Date: Tue, 30 Apr 1996 08:39:28 -0400
From: David Muschell dmuschel[AT SYMBOL GOES HERE]MAIL.GAC.PEACHNET.EDU
Subject: Re: I wish I may, I wish I might (revisited)
No, I'm not revisiting myself. but I thought the participants in our earlier
discussion might (and indeed MAY) be interested to know that it's the topic of
this week's Safire "On Language" column, under the header "May Day! Might
Day!" What set him off was a comment by Mortimer Zuckerman, editor in chief
of the U.S. News & World Report, that a certain Whitewater report "may well
have been written in invisible ink for all the attention it has had." In the
process of casting his semantic nets thither and yon for awhile, Safire refers
to Zuckerman's "misuse of MAY", which should have been "MIGHT". I suppose
it's just the prescriptivist version of the split we observed, with Safire
(like most of us) among the old fogeys and Zuckerman (although he presumably
can't use age as an excuse) among the innovators.

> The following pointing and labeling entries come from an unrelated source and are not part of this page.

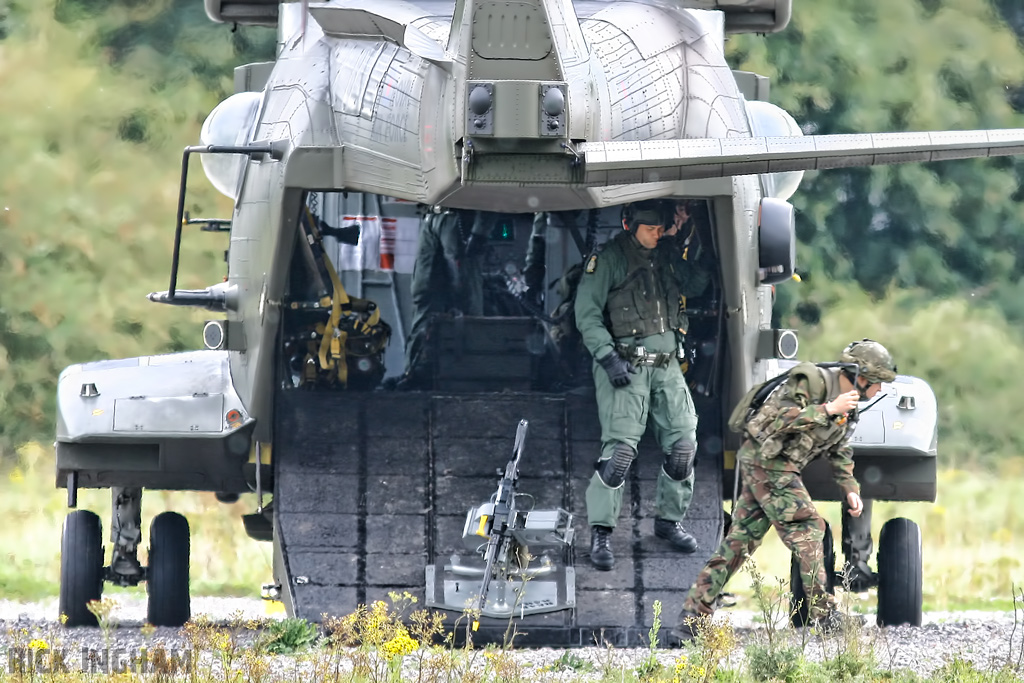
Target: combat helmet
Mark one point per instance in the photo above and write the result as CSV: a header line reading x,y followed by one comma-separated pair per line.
x,y
873,360
647,212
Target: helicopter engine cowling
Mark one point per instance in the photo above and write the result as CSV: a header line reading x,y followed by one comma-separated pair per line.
x,y
769,120
229,123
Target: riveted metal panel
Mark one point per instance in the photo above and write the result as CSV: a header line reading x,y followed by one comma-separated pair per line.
x,y
511,31
181,414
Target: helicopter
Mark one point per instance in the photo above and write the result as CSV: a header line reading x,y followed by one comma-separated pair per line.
x,y
371,115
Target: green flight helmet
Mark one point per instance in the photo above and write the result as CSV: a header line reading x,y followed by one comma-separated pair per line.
x,y
872,358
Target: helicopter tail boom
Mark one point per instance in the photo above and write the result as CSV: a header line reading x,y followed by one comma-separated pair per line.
x,y
654,161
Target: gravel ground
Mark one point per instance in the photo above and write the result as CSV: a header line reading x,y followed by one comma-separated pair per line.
x,y
990,640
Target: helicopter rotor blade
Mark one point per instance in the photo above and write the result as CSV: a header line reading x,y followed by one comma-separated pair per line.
x,y
653,161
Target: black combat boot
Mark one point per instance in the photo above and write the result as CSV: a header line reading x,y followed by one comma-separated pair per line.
x,y
857,577
835,623
600,548
676,535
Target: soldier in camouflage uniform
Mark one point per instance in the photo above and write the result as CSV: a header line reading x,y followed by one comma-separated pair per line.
x,y
448,276
627,311
806,417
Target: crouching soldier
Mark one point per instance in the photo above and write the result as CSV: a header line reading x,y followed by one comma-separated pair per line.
x,y
806,417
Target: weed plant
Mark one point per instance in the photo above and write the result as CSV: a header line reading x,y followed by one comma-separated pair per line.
x,y
393,641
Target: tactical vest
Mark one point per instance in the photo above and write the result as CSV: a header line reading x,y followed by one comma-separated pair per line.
x,y
638,306
801,447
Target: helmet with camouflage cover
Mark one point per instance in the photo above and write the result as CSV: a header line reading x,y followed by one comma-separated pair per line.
x,y
873,360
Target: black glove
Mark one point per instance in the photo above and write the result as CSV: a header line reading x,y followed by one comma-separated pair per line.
x,y
476,245
619,369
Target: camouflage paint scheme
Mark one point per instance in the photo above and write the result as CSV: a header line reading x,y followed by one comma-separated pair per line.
x,y
659,392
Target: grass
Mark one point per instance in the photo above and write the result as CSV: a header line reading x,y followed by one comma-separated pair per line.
x,y
973,541
973,538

Ah, the rule-makers and rule-defenders: we know that without them language
would surely fall into anarchy! But should we scold Safire for using the
phoneticized English version of the French "m'aider" just to get an
attention-grabbing headline? Such purists must know that language and its
rules never change...He might have been indicating a celebratory feeling
about the fertility and burgeoning of language since the capital letters
might be an allusion to tomorrow's more pagan festivities...Yes, that may
well be.
Forgive: I haven't had time to write in months!